Das Partiturbuch Ludwig ist eine Sammlung von 114 Instrumentalstücken des 17. Jahrhunderts, die der Gothaer Musiker und Schreiber Jakob Ludwig (1623–1698, auch Jacobo Ludovico) seinem früheren Arbeitgeber Herzog August II. von Braunschweig-Wolfenbüttel zu dessen 83. Geburtstag am 10. April 1662 überreichte.

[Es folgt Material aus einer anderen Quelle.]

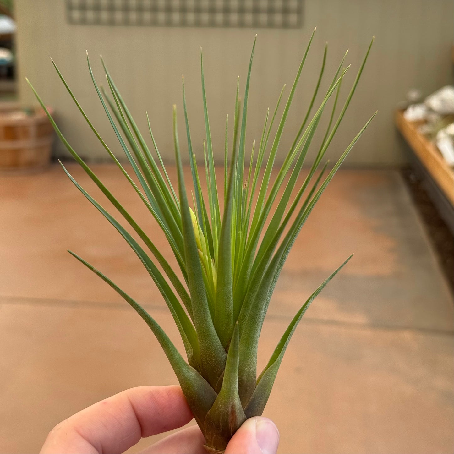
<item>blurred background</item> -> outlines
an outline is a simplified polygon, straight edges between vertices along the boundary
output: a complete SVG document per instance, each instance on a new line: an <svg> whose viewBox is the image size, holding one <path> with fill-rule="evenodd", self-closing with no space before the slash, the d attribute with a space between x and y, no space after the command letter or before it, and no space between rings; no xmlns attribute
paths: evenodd
<svg viewBox="0 0 454 454"><path fill-rule="evenodd" d="M200 47L215 158L222 165L225 116L233 118L238 75L244 90L256 34L250 148L284 84L288 96L316 26L276 164L306 114L327 42L314 112L348 49L342 105L375 36L328 150L332 162L378 114L311 214L276 286L262 364L302 302L355 253L301 321L265 414L281 431L282 453L452 452L453 13L451 0L0 1L0 452L38 451L57 423L123 389L176 383L145 324L65 250L123 287L176 339L139 261L57 163L67 162L76 179L107 203L54 136L25 78L77 152L168 253L49 56L124 161L85 50L105 85L102 55L144 135L148 112L174 182L172 109L177 105L183 142L183 74L203 164ZM329 120L322 117L316 141Z"/></svg>

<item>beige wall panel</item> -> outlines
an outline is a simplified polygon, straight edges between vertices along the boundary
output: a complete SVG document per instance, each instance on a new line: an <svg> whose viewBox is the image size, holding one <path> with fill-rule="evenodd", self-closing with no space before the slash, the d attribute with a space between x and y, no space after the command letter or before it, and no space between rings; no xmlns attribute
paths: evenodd
<svg viewBox="0 0 454 454"><path fill-rule="evenodd" d="M93 160L106 153L72 103L49 60L51 55L99 132L118 156L121 152L91 84L85 59L91 57L95 75L104 83L98 56L104 57L137 122L146 132L148 110L160 151L173 159L172 106L180 113L184 143L181 74L184 73L191 132L199 154L204 137L199 49L203 49L207 96L213 146L222 160L225 115L232 120L237 77L244 90L251 47L258 34L249 96L247 143L260 135L266 109L273 108L282 85L288 94L307 39L317 26L295 95L278 159L291 143L306 112L329 43L325 89L345 52L352 64L343 84L347 93L373 35L376 39L345 123L328 154L338 155L363 124L379 111L370 129L349 158L350 164L390 165L404 158L393 124L396 103L411 87L429 94L452 82L452 0L306 0L304 24L298 30L167 28L84 26L69 24L63 0L16 0L20 97L33 103L26 76L81 155ZM319 97L320 98L320 97ZM326 123L322 122L322 128ZM186 147L185 147L185 150ZM56 153L64 155L61 144Z"/></svg>

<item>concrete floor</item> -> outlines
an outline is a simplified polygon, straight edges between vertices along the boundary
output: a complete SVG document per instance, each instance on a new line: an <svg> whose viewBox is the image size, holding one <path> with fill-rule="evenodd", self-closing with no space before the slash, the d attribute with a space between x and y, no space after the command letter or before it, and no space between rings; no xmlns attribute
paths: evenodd
<svg viewBox="0 0 454 454"><path fill-rule="evenodd" d="M94 168L168 251L118 170ZM177 338L139 261L59 167L0 178L0 452L38 450L57 423L122 390L176 383L145 324L65 252L93 263ZM335 178L276 286L260 365L352 252L306 313L278 375L265 415L280 430L279 451L451 453L452 296L395 172Z"/></svg>

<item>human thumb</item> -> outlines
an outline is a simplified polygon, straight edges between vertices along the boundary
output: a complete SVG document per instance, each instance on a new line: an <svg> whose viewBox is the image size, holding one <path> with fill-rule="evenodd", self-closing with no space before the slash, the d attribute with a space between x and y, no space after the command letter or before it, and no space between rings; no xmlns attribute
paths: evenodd
<svg viewBox="0 0 454 454"><path fill-rule="evenodd" d="M279 432L271 419L256 416L247 419L226 448L225 454L276 454Z"/></svg>

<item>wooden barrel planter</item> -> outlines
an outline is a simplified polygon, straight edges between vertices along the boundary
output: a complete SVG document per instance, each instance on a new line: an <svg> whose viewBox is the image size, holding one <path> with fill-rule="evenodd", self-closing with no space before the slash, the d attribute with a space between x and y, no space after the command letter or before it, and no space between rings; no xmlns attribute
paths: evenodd
<svg viewBox="0 0 454 454"><path fill-rule="evenodd" d="M46 167L53 139L54 129L42 109L0 108L0 171Z"/></svg>

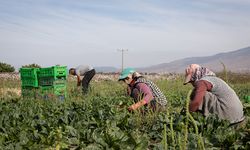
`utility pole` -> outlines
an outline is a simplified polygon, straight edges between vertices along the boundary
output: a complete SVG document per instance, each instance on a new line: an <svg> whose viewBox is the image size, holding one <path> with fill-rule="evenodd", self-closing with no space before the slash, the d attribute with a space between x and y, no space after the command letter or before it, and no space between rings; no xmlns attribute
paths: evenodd
<svg viewBox="0 0 250 150"><path fill-rule="evenodd" d="M127 49L118 49L117 51L122 52L122 70L123 70L123 67L124 67L124 52L127 52L128 50Z"/></svg>

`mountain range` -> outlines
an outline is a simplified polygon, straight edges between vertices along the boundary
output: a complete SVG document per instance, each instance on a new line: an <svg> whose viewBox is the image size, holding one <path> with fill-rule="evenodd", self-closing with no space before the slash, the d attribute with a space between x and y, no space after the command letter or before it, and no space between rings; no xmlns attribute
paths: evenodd
<svg viewBox="0 0 250 150"><path fill-rule="evenodd" d="M250 47L212 56L183 58L168 63L136 68L136 70L139 72L154 73L183 73L185 68L193 63L207 67L214 72L222 71L224 69L223 65L225 65L227 71L250 72ZM102 69L103 72L116 72L117 70L114 67Z"/></svg>

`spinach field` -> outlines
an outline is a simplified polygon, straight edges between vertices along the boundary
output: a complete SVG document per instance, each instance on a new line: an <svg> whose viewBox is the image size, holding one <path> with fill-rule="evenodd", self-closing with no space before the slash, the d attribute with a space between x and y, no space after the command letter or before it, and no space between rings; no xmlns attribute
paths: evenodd
<svg viewBox="0 0 250 150"><path fill-rule="evenodd" d="M70 80L64 101L2 94L0 149L250 149L250 103L244 99L250 95L250 80L229 76L248 119L246 127L238 130L216 116L182 113L192 89L182 85L182 77L154 81L168 106L146 115L127 111L133 100L126 95L126 85L112 80L92 81L85 96ZM0 88L20 88L20 81L1 79Z"/></svg>

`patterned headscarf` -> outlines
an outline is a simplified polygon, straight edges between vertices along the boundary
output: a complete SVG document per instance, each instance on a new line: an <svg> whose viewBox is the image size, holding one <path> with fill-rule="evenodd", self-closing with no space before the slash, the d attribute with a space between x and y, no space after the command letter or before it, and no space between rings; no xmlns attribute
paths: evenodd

Hintergründe und Entstehung

Herzog August II. (1579–1666) war zeit seines Lebens ein ausgesprochener Kunstliebhaber und gilt als einer der gelehrtesten Fürsten seiner Zeit. Sein besonderes Interesse galt Handschriften und Büchern, was seine ausgeprägte Sammeltätigkeit erklärt. Durch sie entstand die damals größte Bibliothek Europas, die Herzog August Bibliothek.

Für diese Bibliothek war das Manuskript des Partiturbuchs ursprünglich auch gedacht, wie die kunstvolle, fast kalligrafische Gestaltung desselben unterstreicht. Es war für die Musikpraxis unbrauchbar, hatte von Anfang an einen Kunstbuch-Charakter und war als Sammlerobjekt gemacht.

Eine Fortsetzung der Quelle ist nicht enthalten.